8.2  Ronddraaien >
Ronddraaien
1

De haan op de kerktoren geeft de windrichting aan. Hij wijst pal naar het noorden. Dat is onder de foto aangegeven met een pijl. De haan zit bij het witte open rondje. Neem de pijl over in je schrift.

a

Teken er pijlen bij die naar het oosten, het zuiden en het westen wijzen, alledrie beginnend bij het open rondje.

De vier pijlen verdelen het vlak in vier gelijke stukken. De richting zuidoost zit midden tussen het zuiden en het oosten in.

b

Teken zo nauwkeurig mogelijk ook in die richting een pijl.

Midden tussen zuidoost en zuid zit de richting "zuidzuidoost".

c

Teken ook in die richting een pijl.

Als de pijl een keer helemaal ronddraait, zeggen we dat hij over een hoek van 360 ° is gedraaid; hij wijst dan weer in dezelfde richting. Als je een half rondje draait, zeggen we dat hij over een hoek van 180 ° is gedraaid; hij wijst dan in tegengestelde richting. Het teken ° spreek je uit als graden.

2
a

Hoeveel graden is de hoek tussen de richtingen noord en west?

b

En tussen de richtingen zuid en zuidoost?

De richting zuidzuidoost ligt midden tussen zuidoost en zuid in.

c

Hoeveel graden is de hoek tussen de richtingen zuidzuidoost en zuidoost?

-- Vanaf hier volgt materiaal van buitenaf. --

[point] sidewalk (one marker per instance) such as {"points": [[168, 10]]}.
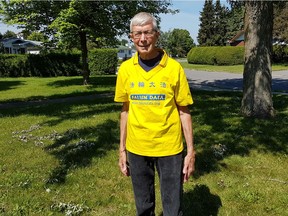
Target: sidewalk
{"points": [[198, 80], [223, 81]]}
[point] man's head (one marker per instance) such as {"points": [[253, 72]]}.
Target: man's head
{"points": [[144, 33]]}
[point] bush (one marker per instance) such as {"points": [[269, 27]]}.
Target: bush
{"points": [[216, 55], [280, 54], [42, 65], [103, 61]]}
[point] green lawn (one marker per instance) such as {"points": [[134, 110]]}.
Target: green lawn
{"points": [[34, 88], [61, 159]]}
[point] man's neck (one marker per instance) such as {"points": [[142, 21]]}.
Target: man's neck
{"points": [[148, 56]]}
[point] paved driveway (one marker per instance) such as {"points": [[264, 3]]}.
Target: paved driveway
{"points": [[222, 81]]}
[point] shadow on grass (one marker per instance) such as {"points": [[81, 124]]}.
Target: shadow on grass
{"points": [[74, 152], [7, 84], [93, 81], [201, 202], [220, 130]]}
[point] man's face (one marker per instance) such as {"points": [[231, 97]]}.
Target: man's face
{"points": [[144, 38]]}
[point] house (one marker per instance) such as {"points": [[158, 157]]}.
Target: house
{"points": [[238, 39], [125, 52], [20, 46]]}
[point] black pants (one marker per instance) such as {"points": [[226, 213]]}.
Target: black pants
{"points": [[142, 171]]}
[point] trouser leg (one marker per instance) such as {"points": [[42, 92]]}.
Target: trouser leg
{"points": [[170, 175], [142, 173]]}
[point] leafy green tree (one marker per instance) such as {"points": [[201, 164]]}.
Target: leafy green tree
{"points": [[257, 80], [9, 34], [180, 42], [100, 19], [37, 36], [280, 28], [164, 40], [235, 19], [78, 21]]}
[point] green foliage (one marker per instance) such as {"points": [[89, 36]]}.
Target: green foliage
{"points": [[9, 34], [239, 162], [280, 24], [37, 36], [213, 24], [280, 54], [227, 55], [43, 65], [179, 42], [103, 61]]}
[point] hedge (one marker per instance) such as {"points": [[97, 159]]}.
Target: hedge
{"points": [[103, 61], [42, 65], [230, 55], [216, 55]]}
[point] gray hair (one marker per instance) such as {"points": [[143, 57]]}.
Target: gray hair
{"points": [[143, 18]]}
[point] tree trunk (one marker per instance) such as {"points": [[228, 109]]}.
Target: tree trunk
{"points": [[257, 80], [84, 51]]}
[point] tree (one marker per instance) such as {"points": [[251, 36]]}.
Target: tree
{"points": [[37, 36], [280, 28], [206, 24], [220, 26], [163, 40], [180, 42], [9, 34], [76, 21], [257, 79], [235, 19], [213, 24]]}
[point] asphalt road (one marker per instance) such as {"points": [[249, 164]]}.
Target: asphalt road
{"points": [[223, 81], [198, 80]]}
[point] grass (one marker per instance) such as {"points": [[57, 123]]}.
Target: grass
{"points": [[230, 69], [26, 89], [62, 159]]}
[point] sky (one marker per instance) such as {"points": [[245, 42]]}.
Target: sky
{"points": [[187, 18]]}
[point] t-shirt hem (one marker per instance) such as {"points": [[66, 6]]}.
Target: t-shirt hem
{"points": [[152, 154]]}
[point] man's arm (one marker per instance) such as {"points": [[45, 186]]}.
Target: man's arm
{"points": [[189, 160], [123, 134]]}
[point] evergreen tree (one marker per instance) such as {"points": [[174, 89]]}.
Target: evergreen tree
{"points": [[213, 24], [206, 24], [220, 26], [235, 19], [280, 28], [180, 43]]}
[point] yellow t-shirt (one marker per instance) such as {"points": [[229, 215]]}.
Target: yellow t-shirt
{"points": [[153, 127]]}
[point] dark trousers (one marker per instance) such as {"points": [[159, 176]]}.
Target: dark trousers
{"points": [[142, 171]]}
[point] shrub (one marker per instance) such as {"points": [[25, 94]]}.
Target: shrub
{"points": [[230, 55], [280, 54], [43, 65], [216, 55], [103, 61]]}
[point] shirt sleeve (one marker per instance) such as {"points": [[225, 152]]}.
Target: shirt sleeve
{"points": [[120, 90], [183, 95]]}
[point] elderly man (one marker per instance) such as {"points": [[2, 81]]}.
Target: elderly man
{"points": [[155, 94]]}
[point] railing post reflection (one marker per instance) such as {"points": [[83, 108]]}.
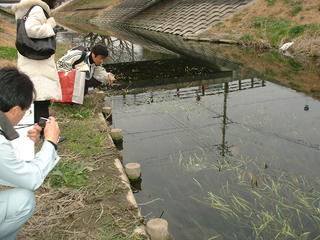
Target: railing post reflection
{"points": [[224, 119]]}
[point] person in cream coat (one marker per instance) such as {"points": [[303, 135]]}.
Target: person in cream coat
{"points": [[43, 73]]}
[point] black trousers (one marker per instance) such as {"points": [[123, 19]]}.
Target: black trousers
{"points": [[41, 109]]}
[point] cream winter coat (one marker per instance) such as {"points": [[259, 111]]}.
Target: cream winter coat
{"points": [[43, 73]]}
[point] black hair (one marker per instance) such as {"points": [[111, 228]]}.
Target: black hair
{"points": [[100, 50], [16, 89]]}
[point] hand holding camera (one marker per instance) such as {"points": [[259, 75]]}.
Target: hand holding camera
{"points": [[51, 130]]}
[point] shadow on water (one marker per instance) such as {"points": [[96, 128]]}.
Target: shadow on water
{"points": [[226, 153]]}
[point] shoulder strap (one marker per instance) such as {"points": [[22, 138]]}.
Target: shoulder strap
{"points": [[83, 55], [45, 12]]}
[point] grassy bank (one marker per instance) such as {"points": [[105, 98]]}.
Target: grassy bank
{"points": [[271, 23]]}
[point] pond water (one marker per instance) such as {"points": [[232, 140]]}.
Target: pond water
{"points": [[224, 155]]}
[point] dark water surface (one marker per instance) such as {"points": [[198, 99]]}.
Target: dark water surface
{"points": [[224, 155], [188, 148]]}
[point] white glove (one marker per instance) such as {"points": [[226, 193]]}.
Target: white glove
{"points": [[52, 22]]}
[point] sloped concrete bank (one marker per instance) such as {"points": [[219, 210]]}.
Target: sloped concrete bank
{"points": [[184, 18]]}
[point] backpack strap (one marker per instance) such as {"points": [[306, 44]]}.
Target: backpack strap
{"points": [[27, 14], [81, 59]]}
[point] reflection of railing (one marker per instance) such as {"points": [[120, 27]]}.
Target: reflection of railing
{"points": [[194, 92]]}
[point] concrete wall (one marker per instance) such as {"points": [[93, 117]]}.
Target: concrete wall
{"points": [[180, 17]]}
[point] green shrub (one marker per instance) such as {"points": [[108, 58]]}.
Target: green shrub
{"points": [[8, 53]]}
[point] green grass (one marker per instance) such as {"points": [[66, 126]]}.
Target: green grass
{"points": [[68, 174], [8, 53], [295, 10], [271, 2], [276, 30]]}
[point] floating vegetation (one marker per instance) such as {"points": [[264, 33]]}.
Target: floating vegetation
{"points": [[278, 206]]}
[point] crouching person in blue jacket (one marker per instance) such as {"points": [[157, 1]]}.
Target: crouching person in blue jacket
{"points": [[17, 204]]}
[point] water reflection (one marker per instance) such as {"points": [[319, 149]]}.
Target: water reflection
{"points": [[241, 141], [230, 155]]}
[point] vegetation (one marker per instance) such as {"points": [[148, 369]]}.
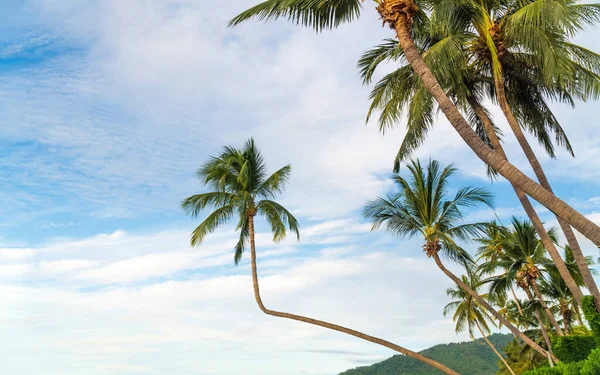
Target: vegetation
{"points": [[468, 358], [456, 57]]}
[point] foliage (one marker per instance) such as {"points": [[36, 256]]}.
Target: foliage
{"points": [[240, 187], [591, 366], [592, 316], [423, 207], [467, 358], [520, 357], [467, 311], [559, 369], [573, 348]]}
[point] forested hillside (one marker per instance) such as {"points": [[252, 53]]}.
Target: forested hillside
{"points": [[468, 358]]}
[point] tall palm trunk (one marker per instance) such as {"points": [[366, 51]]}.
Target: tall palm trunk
{"points": [[489, 308], [565, 311], [547, 311], [542, 329], [527, 206], [516, 301], [327, 325], [398, 13], [578, 315], [541, 176], [494, 348]]}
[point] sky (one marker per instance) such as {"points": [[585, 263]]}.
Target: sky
{"points": [[107, 110]]}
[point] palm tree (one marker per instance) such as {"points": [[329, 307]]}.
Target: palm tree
{"points": [[553, 286], [531, 39], [468, 313], [445, 45], [399, 15], [422, 208], [524, 259], [240, 187]]}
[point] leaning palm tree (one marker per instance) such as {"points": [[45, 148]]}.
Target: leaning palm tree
{"points": [[553, 287], [529, 41], [525, 261], [468, 314], [401, 16], [468, 82], [240, 187], [422, 208]]}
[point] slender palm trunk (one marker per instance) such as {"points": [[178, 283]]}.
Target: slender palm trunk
{"points": [[566, 314], [516, 301], [489, 308], [397, 14], [541, 176], [528, 207], [542, 329], [494, 348], [547, 311], [331, 326], [578, 316]]}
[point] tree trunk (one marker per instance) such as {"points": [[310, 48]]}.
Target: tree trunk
{"points": [[516, 301], [541, 176], [327, 325], [549, 314], [542, 329], [578, 316], [566, 314], [494, 348], [401, 24], [529, 210], [489, 308]]}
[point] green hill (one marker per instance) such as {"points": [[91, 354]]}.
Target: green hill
{"points": [[468, 358]]}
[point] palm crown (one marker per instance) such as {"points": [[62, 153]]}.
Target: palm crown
{"points": [[240, 188], [467, 312], [453, 41]]}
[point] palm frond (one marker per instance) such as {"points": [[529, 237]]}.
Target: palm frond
{"points": [[316, 14], [217, 218]]}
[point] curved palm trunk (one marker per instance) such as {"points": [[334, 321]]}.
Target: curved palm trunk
{"points": [[494, 348], [542, 329], [541, 176], [547, 311], [395, 13], [488, 307], [528, 207], [331, 326]]}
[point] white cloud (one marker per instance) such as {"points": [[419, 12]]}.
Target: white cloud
{"points": [[200, 319]]}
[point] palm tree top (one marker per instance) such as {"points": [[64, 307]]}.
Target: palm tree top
{"points": [[316, 14], [467, 311], [240, 186]]}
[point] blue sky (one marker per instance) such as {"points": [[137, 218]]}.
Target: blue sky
{"points": [[108, 107]]}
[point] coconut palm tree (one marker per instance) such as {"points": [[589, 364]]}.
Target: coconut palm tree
{"points": [[422, 207], [553, 287], [525, 261], [400, 15], [240, 187], [530, 41], [452, 44], [468, 314]]}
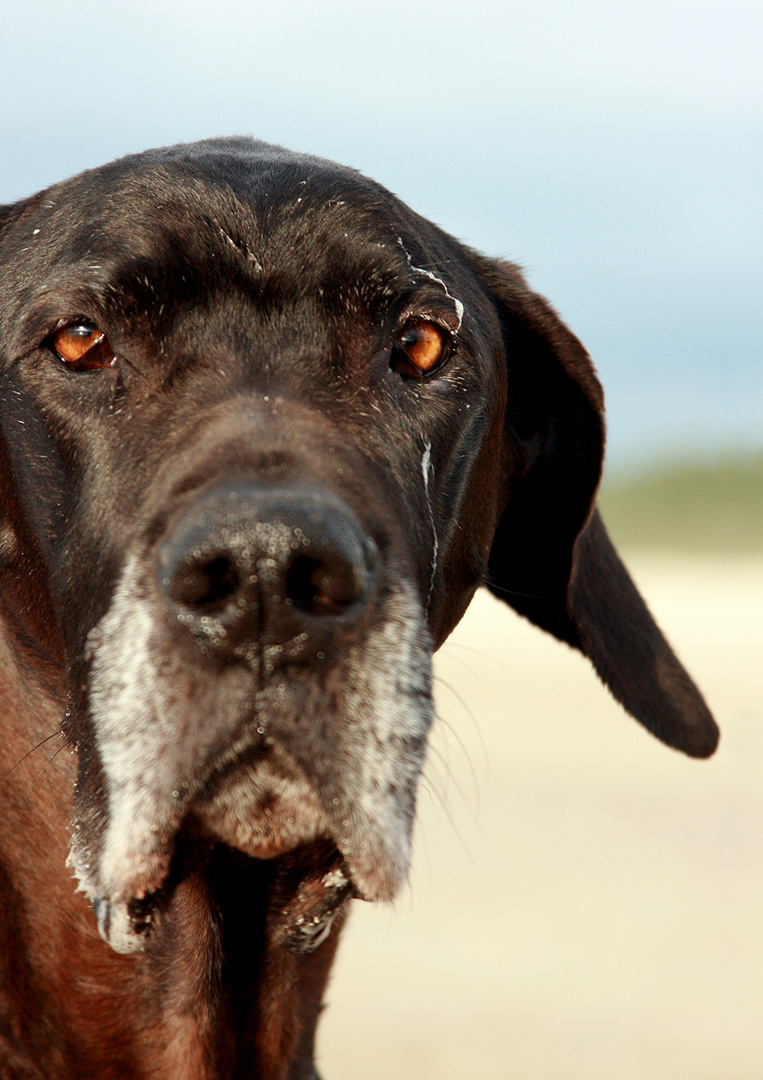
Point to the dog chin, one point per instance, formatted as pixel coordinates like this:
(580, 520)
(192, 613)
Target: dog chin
(268, 811)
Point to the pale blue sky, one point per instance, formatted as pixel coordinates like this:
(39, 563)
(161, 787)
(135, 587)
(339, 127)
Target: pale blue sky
(614, 150)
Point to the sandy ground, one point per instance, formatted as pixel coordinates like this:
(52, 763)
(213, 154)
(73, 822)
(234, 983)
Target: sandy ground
(585, 903)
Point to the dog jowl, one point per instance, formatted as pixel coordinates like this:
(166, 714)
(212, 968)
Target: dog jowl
(264, 432)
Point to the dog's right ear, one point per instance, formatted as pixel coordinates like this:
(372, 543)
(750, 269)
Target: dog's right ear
(551, 558)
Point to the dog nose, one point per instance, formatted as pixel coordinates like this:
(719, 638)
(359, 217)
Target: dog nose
(251, 565)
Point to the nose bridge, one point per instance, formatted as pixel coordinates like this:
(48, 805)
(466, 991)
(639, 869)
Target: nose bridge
(253, 564)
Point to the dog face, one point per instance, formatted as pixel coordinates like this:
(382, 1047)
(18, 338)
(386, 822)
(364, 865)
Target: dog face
(266, 431)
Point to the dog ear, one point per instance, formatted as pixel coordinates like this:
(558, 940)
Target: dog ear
(551, 558)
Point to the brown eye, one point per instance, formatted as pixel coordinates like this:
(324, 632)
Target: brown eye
(82, 347)
(420, 348)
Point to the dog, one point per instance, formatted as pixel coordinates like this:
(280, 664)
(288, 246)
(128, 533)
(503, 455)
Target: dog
(264, 433)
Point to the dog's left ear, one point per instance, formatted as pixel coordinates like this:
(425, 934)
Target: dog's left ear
(551, 557)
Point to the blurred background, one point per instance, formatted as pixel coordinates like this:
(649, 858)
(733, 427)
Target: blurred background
(584, 902)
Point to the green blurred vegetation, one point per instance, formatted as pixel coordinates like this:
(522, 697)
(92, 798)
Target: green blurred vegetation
(712, 507)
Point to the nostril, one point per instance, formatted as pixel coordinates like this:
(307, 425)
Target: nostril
(204, 585)
(324, 586)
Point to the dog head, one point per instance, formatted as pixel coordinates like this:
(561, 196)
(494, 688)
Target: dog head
(264, 433)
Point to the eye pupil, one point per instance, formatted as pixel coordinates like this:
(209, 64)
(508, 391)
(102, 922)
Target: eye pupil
(82, 347)
(420, 348)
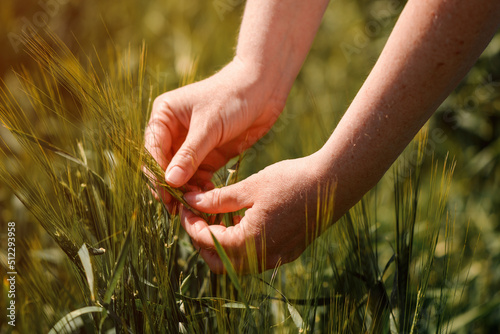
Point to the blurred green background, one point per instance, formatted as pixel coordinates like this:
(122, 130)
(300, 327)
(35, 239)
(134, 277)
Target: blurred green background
(182, 34)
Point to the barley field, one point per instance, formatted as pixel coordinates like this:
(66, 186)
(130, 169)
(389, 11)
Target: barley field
(86, 248)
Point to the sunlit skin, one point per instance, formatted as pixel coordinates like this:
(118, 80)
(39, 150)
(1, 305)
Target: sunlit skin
(198, 128)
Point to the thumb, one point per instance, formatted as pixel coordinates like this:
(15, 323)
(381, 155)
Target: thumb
(187, 159)
(220, 200)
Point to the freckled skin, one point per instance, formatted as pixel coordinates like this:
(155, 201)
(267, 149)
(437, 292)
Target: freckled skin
(432, 46)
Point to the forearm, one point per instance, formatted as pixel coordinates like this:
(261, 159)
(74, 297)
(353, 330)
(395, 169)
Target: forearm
(274, 40)
(433, 45)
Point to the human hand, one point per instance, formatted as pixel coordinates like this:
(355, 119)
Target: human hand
(196, 129)
(281, 216)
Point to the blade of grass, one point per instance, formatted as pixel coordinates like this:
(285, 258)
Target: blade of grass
(120, 263)
(69, 323)
(232, 275)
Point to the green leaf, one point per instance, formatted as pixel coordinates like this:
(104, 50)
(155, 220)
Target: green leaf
(238, 305)
(120, 263)
(84, 255)
(297, 319)
(72, 321)
(232, 274)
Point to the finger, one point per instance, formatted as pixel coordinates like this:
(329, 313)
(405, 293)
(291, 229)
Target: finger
(199, 142)
(220, 200)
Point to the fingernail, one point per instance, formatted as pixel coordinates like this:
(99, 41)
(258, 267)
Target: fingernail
(175, 177)
(193, 198)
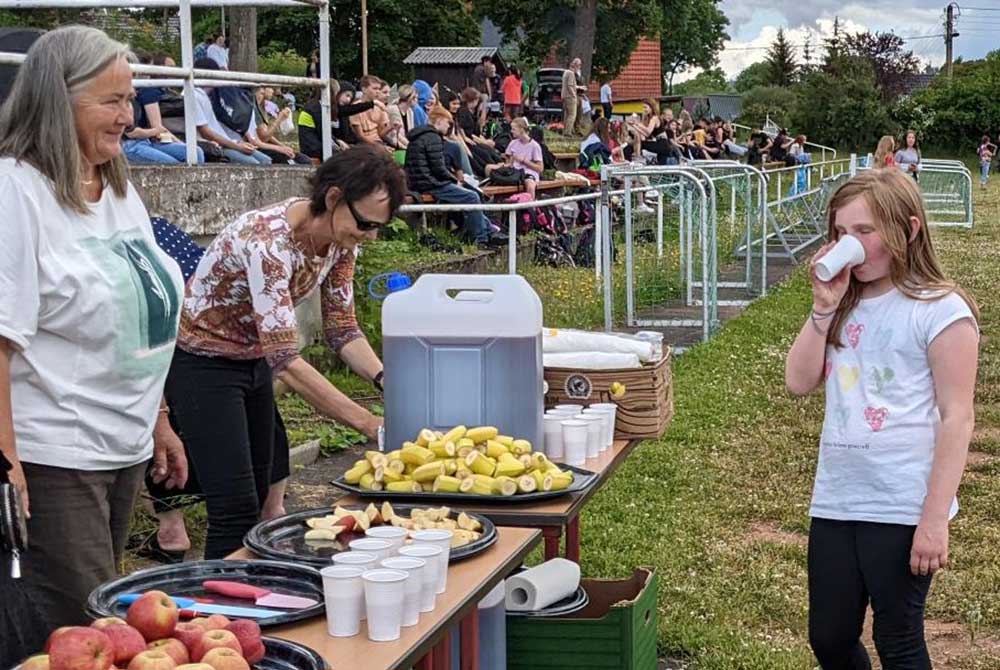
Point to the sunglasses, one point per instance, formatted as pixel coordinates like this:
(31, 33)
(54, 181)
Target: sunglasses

We werken voor "een keer helemaal rond" met 360 ° en niet met bijvoorbeeld 100  graden. En dat is altijd al zo gedaan. Dat gaat helemaal terug op de Babyloniërs, een volk dat 3000 jaar geleden in het huidige Irak leefde. De Babyloniërs werkten in het zestigtallig stelsel. Dat wil zeggen dat zij hun getalstelsel niet baseerden op 1, 10, 100, 1000, maar op 1, 60, 3600, 216000, enz. Hun invloed zie je ook nog in de tijdrekening: een uur telt 60 minuten en een minuut telt 60  seconden.

3
5

Je gaat één heel rondje ( 360 ° ) verdelen in even grote stukken.

Verdeel één keer rond in vier even grote hoeken. Die hoeken zijn "haaks" of "recht".

a

Hoeveel graden is elk van de stukken?

Verdeel elk kwart op het oog in drie even grote hoeken. Eén stuk is dus het twaalfde deel van een keer rond.

b

Hoeveel graden is elk van de stukken?

Neem een van de twaalf stukken en verdeel dat weer in drieën.

c

Hoeveel graden is elk van de stukken?

d

Teken zo goed mogelijk een stukje van 1 ° . Dat is dus het 360ste deel van een keer rond.

4
6

Iemand doet een deur open. De deur wordt over een hoek van 45 ° gedraaid. Op je werkblad staat een bovenaanzicht van de dichte deur.

a

Teken de geopende deur in het bovenaanzicht.

b

Ook als de deur over 135 ° opengedraaid wordt.

3s
5s

Teken een hoek, ongeveer zoals deze.

a

Verzin een manier om die hoek heel precies in twee even grote stukken te verdelen.

b

Je kunt de hoek nu ook in vier even grote stukken verdelen. Hoe?

c

In hoeveel stukken kan het nog meer?

Er is een handige manier om een hoek met de passer te verdubbelen. Of om hem drie of vier of ... keer zo groot te maken.

d

Kun jij die manier bedenken?

4s
6s

Vergelijk de twee hoeken. De linker is duidelijk groter dan de rechter.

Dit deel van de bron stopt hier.